謝淺猛地偏過臉去,手中信紙被攥成一團,指尖微顫。
“她......”話一出口,已啞了幾分,“不怪我?”
吳簡一動不動地盯着手下硯臺,墨汁漸濃方停下,搖頭道:“祖母說了,人很難不被自己的身份所困住。太年輕時,總覺得有所為才是擔當,等到了一定年紀才會懂得,有所不為也是一種擔當。”
“她說,祖父曾對她說過,懷憫太子當年逃跑,在大梁遺民看來是懦弱無能。可時過境遷後,你不得不承認,因為他的懦弱,成全了天下二十年的太平。”
謝淺笑了聲,眼眶通紅,“這話,倒像他說的。”不知想到什麽,又接了句,“果然有其師就有其徒,天下間最擅長詭辯的,莫過于這師徒二人。沒生在合縱連橫之時,真是浪費。

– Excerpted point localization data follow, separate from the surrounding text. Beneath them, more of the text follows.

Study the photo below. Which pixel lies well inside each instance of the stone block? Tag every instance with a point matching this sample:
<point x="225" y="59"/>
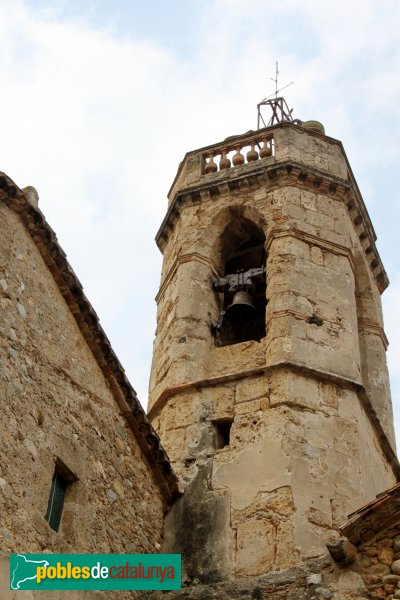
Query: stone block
<point x="251" y="388"/>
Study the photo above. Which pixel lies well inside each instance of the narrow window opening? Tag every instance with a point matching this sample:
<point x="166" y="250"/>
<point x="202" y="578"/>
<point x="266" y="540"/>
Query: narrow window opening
<point x="61" y="481"/>
<point x="222" y="429"/>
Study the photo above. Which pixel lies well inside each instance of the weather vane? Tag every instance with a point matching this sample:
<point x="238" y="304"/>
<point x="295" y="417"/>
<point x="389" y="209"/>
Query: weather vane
<point x="280" y="110"/>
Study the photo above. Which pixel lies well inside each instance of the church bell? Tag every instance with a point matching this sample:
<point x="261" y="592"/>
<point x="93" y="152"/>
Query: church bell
<point x="242" y="308"/>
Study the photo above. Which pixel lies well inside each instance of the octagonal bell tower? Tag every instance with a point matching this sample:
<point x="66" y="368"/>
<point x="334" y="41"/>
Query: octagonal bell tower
<point x="269" y="385"/>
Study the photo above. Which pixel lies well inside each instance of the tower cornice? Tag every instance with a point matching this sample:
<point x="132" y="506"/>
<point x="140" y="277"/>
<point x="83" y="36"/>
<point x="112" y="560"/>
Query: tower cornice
<point x="271" y="174"/>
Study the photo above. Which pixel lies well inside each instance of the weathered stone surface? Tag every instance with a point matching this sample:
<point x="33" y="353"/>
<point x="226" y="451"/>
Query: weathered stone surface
<point x="59" y="408"/>
<point x="395" y="567"/>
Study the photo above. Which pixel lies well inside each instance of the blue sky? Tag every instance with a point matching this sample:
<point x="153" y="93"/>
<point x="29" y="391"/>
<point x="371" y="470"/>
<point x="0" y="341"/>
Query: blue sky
<point x="97" y="95"/>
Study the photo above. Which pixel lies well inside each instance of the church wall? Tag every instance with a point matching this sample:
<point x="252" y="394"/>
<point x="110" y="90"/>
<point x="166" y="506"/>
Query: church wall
<point x="303" y="452"/>
<point x="57" y="405"/>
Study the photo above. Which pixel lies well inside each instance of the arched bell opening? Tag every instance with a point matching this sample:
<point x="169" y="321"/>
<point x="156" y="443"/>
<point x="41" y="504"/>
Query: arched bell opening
<point x="242" y="288"/>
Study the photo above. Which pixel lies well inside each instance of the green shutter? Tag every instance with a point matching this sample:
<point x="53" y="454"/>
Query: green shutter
<point x="56" y="501"/>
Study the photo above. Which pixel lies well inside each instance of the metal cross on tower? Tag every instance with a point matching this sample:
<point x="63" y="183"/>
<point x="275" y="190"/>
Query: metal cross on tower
<point x="279" y="108"/>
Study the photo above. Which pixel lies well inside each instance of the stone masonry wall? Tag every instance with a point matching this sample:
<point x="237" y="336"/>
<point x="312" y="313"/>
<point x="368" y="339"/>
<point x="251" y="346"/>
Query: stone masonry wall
<point x="379" y="562"/>
<point x="309" y="404"/>
<point x="298" y="462"/>
<point x="56" y="404"/>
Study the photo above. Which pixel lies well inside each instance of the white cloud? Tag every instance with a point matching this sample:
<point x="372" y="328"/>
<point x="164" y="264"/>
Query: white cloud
<point x="98" y="123"/>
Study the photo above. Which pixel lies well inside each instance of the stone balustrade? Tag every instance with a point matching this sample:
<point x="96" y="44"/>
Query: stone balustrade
<point x="236" y="152"/>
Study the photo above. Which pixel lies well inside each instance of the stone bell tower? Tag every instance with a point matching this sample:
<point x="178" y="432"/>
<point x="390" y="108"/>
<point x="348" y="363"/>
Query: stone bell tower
<point x="269" y="384"/>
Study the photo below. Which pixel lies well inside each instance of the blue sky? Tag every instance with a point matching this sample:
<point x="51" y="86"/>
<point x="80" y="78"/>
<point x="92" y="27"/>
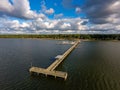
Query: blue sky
<point x="59" y="16"/>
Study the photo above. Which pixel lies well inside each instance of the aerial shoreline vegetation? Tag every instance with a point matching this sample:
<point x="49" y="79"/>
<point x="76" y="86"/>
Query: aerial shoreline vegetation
<point x="65" y="36"/>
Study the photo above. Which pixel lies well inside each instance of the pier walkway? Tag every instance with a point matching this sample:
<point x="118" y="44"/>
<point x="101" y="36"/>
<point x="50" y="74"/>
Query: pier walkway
<point x="51" y="69"/>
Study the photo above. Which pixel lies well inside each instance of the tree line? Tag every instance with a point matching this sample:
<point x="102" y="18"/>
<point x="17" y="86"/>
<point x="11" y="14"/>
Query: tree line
<point x="66" y="36"/>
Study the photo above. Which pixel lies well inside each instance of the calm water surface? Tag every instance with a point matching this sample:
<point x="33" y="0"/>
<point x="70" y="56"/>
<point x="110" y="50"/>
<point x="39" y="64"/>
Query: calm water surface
<point x="93" y="65"/>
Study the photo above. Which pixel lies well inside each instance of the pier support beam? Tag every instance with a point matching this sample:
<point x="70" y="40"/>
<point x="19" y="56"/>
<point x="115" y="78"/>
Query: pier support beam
<point x="51" y="69"/>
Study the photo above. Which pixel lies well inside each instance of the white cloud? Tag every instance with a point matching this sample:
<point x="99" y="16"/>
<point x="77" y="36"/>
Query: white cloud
<point x="77" y="10"/>
<point x="19" y="8"/>
<point x="58" y="15"/>
<point x="49" y="11"/>
<point x="45" y="10"/>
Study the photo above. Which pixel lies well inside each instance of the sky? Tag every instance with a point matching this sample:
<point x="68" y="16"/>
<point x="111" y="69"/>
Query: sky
<point x="59" y="16"/>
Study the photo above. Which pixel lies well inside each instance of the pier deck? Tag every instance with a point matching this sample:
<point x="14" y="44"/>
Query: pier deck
<point x="51" y="69"/>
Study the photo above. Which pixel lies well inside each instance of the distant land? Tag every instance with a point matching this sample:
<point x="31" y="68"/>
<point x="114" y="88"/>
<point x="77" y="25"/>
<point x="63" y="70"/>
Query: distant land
<point x="65" y="36"/>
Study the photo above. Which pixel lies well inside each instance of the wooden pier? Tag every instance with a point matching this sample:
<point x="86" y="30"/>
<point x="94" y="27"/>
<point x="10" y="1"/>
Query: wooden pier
<point x="51" y="69"/>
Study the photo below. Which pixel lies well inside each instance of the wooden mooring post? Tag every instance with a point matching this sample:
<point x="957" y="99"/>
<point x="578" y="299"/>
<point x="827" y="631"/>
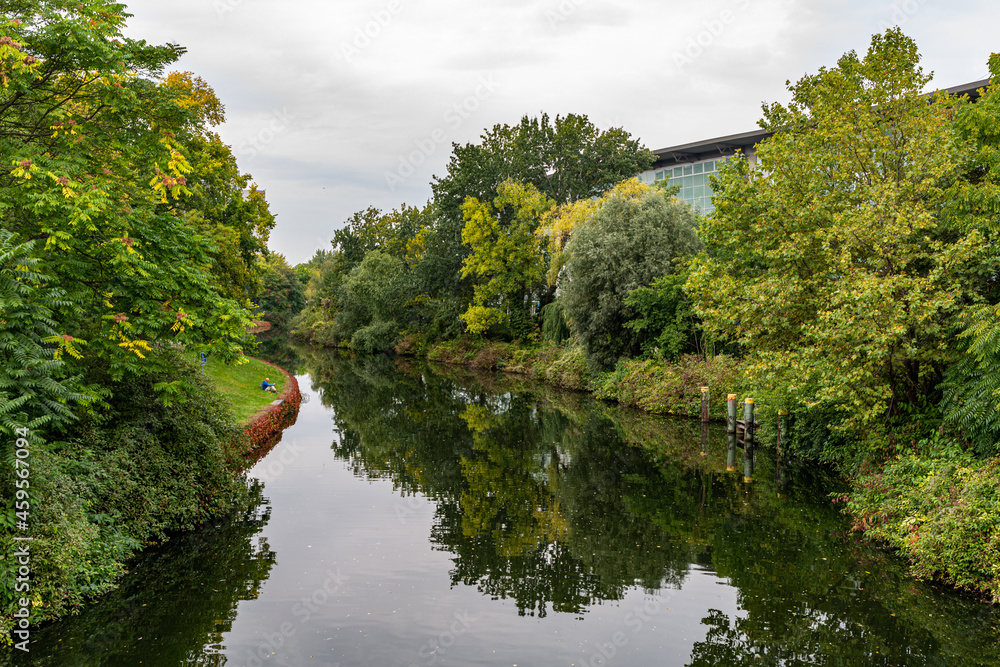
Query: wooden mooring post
<point x="731" y="428"/>
<point x="748" y="443"/>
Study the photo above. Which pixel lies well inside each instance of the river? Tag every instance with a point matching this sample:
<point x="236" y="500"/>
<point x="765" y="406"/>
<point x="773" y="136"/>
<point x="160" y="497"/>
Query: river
<point x="415" y="517"/>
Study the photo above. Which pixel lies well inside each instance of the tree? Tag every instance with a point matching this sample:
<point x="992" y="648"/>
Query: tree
<point x="636" y="234"/>
<point x="282" y="294"/>
<point x="34" y="389"/>
<point x="972" y="385"/>
<point x="372" y="301"/>
<point x="830" y="262"/>
<point x="94" y="168"/>
<point x="506" y="260"/>
<point x="566" y="159"/>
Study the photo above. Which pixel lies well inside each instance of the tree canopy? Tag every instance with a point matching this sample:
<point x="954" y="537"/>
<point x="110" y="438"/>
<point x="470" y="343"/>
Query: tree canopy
<point x="635" y="235"/>
<point x="831" y="261"/>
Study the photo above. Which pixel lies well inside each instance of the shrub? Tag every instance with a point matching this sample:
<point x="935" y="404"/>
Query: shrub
<point x="943" y="513"/>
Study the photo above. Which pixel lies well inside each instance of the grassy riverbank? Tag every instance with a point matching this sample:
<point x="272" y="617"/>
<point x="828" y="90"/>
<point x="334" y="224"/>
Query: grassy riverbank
<point x="935" y="504"/>
<point x="239" y="385"/>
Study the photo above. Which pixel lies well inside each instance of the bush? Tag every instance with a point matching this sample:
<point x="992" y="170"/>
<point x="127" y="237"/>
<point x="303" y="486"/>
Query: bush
<point x="673" y="388"/>
<point x="124" y="479"/>
<point x="636" y="235"/>
<point x="943" y="513"/>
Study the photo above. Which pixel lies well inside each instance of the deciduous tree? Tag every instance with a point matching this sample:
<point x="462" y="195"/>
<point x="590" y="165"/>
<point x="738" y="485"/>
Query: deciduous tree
<point x="830" y="262"/>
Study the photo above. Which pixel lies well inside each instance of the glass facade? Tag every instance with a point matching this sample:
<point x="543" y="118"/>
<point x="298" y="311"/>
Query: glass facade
<point x="693" y="179"/>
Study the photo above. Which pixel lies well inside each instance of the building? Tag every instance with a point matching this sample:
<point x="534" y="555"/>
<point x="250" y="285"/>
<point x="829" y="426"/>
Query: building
<point x="690" y="165"/>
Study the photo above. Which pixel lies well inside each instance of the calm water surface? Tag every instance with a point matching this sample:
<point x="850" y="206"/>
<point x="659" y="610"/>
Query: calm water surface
<point x="418" y="517"/>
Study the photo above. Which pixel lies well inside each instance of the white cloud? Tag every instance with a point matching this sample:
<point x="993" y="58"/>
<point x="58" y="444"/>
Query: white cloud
<point x="368" y="84"/>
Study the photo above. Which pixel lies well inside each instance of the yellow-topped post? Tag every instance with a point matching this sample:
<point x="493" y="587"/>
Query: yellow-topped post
<point x="731" y="428"/>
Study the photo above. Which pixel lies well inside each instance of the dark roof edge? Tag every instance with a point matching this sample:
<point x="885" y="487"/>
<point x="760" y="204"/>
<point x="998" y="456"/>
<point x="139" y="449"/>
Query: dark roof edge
<point x="730" y="142"/>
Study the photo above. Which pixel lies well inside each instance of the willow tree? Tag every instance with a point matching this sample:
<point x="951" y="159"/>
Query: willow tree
<point x="830" y="261"/>
<point x="634" y="235"/>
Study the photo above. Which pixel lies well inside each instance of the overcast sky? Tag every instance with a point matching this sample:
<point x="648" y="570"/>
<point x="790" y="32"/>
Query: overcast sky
<point x="335" y="105"/>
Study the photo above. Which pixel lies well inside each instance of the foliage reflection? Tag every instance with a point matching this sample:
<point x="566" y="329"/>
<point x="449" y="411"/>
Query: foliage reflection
<point x="559" y="503"/>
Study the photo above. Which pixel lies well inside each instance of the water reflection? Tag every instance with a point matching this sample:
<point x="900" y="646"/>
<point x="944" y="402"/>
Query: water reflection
<point x="561" y="503"/>
<point x="562" y="531"/>
<point x="174" y="607"/>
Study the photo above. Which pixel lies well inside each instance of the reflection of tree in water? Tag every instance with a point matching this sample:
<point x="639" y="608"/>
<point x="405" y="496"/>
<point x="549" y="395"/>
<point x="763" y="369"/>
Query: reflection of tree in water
<point x="175" y="605"/>
<point x="541" y="501"/>
<point x="275" y="346"/>
<point x="833" y="603"/>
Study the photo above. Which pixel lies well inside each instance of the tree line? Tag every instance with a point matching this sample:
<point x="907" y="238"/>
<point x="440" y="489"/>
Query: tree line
<point x="129" y="240"/>
<point x="851" y="268"/>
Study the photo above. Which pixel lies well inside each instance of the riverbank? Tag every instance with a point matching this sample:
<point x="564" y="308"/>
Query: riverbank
<point x="146" y="468"/>
<point x="936" y="506"/>
<point x="650" y="385"/>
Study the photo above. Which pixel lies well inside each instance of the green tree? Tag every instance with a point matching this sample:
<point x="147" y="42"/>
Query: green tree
<point x="635" y="235"/>
<point x="830" y="261"/>
<point x="507" y="261"/>
<point x="94" y="167"/>
<point x="372" y="302"/>
<point x="972" y="385"/>
<point x="282" y="294"/>
<point x="565" y="159"/>
<point x="665" y="325"/>
<point x="34" y="389"/>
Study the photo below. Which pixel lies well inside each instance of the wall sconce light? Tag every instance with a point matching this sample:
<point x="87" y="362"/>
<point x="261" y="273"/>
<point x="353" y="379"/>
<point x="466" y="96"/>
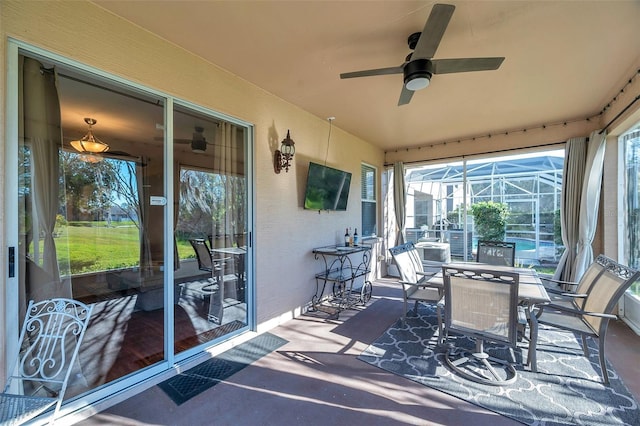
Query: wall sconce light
<point x="283" y="156"/>
<point x="89" y="144"/>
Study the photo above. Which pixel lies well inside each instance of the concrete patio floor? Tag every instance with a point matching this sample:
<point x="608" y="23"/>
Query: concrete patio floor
<point x="315" y="379"/>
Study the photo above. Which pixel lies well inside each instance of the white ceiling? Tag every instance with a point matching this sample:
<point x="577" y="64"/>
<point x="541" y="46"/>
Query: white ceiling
<point x="564" y="59"/>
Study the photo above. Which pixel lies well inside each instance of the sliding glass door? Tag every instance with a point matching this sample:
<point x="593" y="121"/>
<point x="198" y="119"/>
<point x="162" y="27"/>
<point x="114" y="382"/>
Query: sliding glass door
<point x="210" y="216"/>
<point x="137" y="204"/>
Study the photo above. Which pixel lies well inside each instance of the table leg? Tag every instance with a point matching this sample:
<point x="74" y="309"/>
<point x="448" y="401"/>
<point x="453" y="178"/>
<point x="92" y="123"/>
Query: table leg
<point x="533" y="338"/>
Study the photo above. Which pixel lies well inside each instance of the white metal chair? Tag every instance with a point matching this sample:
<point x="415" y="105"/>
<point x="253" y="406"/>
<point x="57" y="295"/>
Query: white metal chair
<point x="49" y="343"/>
<point x="500" y="253"/>
<point x="482" y="305"/>
<point x="413" y="278"/>
<point x="589" y="316"/>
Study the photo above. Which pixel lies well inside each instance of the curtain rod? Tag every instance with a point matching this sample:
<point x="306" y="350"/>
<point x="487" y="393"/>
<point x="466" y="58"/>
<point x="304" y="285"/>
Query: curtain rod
<point x="606" y="127"/>
<point x="544" y="145"/>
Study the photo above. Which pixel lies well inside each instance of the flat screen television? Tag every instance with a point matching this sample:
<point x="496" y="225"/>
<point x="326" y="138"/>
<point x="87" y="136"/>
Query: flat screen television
<point x="327" y="188"/>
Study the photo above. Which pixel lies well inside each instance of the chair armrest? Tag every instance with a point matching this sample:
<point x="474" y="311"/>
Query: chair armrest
<point x="551" y="280"/>
<point x="579" y="312"/>
<point x="600" y="315"/>
<point x="565" y="294"/>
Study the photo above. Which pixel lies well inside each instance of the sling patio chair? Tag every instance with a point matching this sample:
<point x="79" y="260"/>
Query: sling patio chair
<point x="413" y="278"/>
<point x="589" y="316"/>
<point x="481" y="305"/>
<point x="49" y="343"/>
<point x="561" y="297"/>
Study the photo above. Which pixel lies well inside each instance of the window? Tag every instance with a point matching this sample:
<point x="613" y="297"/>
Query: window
<point x="631" y="148"/>
<point x="368" y="196"/>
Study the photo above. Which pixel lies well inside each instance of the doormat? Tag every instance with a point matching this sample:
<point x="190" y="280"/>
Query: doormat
<point x="198" y="379"/>
<point x="567" y="390"/>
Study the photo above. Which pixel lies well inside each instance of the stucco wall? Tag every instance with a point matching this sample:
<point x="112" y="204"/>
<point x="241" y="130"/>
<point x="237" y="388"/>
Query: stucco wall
<point x="285" y="233"/>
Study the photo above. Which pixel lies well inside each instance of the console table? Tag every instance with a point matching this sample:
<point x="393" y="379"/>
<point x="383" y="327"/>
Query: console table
<point x="342" y="268"/>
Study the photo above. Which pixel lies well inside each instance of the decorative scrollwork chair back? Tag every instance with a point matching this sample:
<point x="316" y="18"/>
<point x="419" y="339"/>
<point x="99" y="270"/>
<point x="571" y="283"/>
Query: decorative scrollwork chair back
<point x="49" y="343"/>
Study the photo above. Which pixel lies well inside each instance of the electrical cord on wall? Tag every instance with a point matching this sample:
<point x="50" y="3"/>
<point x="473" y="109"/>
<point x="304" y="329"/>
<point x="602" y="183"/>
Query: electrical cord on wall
<point x="326" y="155"/>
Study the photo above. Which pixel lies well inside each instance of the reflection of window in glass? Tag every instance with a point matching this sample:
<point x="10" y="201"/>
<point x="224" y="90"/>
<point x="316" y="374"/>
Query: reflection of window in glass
<point x="203" y="208"/>
<point x="368" y="196"/>
<point x="631" y="147"/>
<point x="100" y="227"/>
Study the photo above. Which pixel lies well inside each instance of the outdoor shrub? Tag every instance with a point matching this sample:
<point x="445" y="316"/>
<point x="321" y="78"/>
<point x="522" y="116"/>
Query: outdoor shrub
<point x="490" y="220"/>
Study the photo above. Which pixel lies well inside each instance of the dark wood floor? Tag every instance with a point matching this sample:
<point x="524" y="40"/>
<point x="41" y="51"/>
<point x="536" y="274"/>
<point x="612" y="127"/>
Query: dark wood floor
<point x="316" y="379"/>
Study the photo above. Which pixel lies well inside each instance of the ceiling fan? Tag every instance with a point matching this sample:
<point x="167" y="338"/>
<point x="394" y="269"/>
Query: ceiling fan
<point x="419" y="66"/>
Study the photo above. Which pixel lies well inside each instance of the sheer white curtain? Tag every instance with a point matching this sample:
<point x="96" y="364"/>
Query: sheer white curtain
<point x="43" y="135"/>
<point x="574" y="164"/>
<point x="589" y="202"/>
<point x="399" y="199"/>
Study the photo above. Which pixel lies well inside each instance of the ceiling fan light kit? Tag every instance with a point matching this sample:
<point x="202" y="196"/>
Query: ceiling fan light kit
<point x="417" y="74"/>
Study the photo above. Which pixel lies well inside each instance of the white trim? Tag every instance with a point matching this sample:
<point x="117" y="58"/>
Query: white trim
<point x="10" y="329"/>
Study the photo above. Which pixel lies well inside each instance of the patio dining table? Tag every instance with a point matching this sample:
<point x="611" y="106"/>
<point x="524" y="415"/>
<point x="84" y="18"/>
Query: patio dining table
<point x="531" y="293"/>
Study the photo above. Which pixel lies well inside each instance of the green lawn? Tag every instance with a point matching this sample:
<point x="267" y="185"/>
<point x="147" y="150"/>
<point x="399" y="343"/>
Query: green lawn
<point x="93" y="246"/>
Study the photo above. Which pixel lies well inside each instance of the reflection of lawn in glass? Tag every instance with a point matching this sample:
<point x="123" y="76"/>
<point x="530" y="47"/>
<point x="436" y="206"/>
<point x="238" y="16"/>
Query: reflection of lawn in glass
<point x="93" y="246"/>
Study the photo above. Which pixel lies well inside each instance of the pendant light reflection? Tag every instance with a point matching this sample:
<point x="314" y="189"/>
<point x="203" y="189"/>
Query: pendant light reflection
<point x="89" y="146"/>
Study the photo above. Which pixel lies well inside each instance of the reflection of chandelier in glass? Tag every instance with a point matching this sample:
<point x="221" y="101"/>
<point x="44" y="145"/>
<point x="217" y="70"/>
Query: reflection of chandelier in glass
<point x="89" y="144"/>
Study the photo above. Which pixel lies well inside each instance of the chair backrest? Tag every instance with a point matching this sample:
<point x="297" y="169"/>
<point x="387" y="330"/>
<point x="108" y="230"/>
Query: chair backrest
<point x="408" y="261"/>
<point x="220" y="240"/>
<point x="481" y="303"/>
<point x="607" y="289"/>
<point x="50" y="339"/>
<point x="203" y="254"/>
<point x="501" y="253"/>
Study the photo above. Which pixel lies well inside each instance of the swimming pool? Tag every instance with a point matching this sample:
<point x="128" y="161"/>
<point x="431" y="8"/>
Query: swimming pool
<point x="526" y="249"/>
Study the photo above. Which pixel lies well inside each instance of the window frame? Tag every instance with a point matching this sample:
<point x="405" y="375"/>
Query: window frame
<point x="368" y="204"/>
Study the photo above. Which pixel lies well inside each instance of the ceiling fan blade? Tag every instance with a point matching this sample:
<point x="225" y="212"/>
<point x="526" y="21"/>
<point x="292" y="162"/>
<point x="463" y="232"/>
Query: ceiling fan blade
<point x="405" y="96"/>
<point x="161" y="138"/>
<point x="369" y="73"/>
<point x="446" y="66"/>
<point x="433" y="31"/>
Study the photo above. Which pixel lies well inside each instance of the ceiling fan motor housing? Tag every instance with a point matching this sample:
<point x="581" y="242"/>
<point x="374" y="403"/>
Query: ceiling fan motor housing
<point x="418" y="68"/>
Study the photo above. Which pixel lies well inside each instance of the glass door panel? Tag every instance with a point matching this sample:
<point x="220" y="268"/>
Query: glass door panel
<point x="88" y="229"/>
<point x="210" y="218"/>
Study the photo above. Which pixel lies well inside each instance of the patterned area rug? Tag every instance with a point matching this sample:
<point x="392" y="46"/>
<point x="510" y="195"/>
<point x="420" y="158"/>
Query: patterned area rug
<point x="567" y="390"/>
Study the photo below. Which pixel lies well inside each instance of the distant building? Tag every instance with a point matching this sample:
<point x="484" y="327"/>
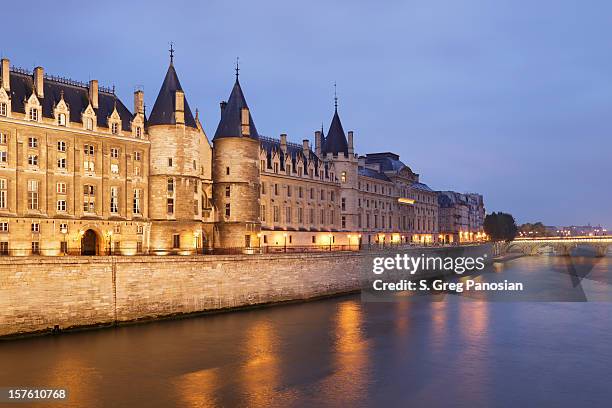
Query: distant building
<point x="461" y="217"/>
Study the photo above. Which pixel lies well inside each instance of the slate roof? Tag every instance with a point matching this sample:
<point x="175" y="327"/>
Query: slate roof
<point x="421" y="186"/>
<point x="366" y="172"/>
<point x="387" y="161"/>
<point x="163" y="110"/>
<point x="76" y="97"/>
<point x="335" y="142"/>
<point x="230" y="123"/>
<point x="294" y="151"/>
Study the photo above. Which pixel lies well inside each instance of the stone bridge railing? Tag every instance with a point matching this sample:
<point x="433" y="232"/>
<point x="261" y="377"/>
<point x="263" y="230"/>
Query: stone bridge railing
<point x="561" y="245"/>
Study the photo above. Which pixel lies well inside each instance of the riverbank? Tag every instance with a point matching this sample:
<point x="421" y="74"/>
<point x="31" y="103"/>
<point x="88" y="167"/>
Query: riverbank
<point x="46" y="295"/>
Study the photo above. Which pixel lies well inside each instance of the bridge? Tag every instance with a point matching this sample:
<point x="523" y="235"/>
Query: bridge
<point x="560" y="245"/>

”
吳簡沒有回答。
她打開手中那封已被攥得皺巴的信,輕輕撫平,上頭只有一行已然歪斜的字:
“唯願我兒,既驽且愚,無病無災,長命久久。”
淚水再止不住地砸落,不過一瞬,信紙上便洇開點點淚痕。她趕忙折好,擡手擦了擦淚。
不知何時,窗外陽光又斜了幾分。光影自地毯爬上她的裙角,爬上她垂下的指尖,爬上那信紙的一角。
謝淺盯着信紙上的那道光,久久未動。
吳簡重重嘆了聲,将案上小木盒打開,遞到她面前。木盒中,兩只古樸大氣的玉镯正泛着溫潤的光。
“祖母說,這是她出嫁時的嫁妝,曾外祖母傳給她的。原就是準備,給姑母做嫁妝。”
“後來沒能給姑母,便想着給你也是一樣的。沒成想,你逃走了,這镯子又被殿下送回吳家。”
謝淺已是滿面淚痕。擡手輕撫那一對玉镯,鎖鏈聲卻跟着響了起來。她盯着手腕上堅硬的鐐铐,悲哀地閉上眼,“現在戴不了了,會碎。”
吳簡阖上木盒,輕輕放回桌上,“我給你放這兒了。你什麽時候能戴,再戴罷。”
語畢,又嘆了聲,緩步走向門邊。暖陽透過窗棂,直直照在他面上,将他周身鍍成一片金色。
身後傳來極低的聲音,似喃喃自語,“這輩子,恐怕沒機會了。”
他沒有回頭,只說了句,“那倒未必。”靜了片刻,又道:“信等你什麽時候想好,什麽時候再寫。我總歸會替你燒的。”說罷,拉開門,擡腳離去。
吳晞在外頭玩了一會兒,便吵着要見父親。見父親出來了,一撅小嘴張着手臂迎了上去。
吳簡一把抱住她。
屋內傳來斷斷續續的哭聲,不大,卻難以抑制。吳晞擡起頭,“爹,姨姨怎麽哭了?”
吳簡沒有回答。許久,他将女兒放下,理了理被風吹亂的紅繩,聲音極低,“你要不要去看看?”
吳晞歪着頭,“爹不進去?”
吳簡只輕輕推了推她小小的肩膀。
吳晞小跑着跨進屋內。見謝淺坐在地上,整張臉埋在雙膝中,上前抱住她,攤開手掌,“給你,這個甜。”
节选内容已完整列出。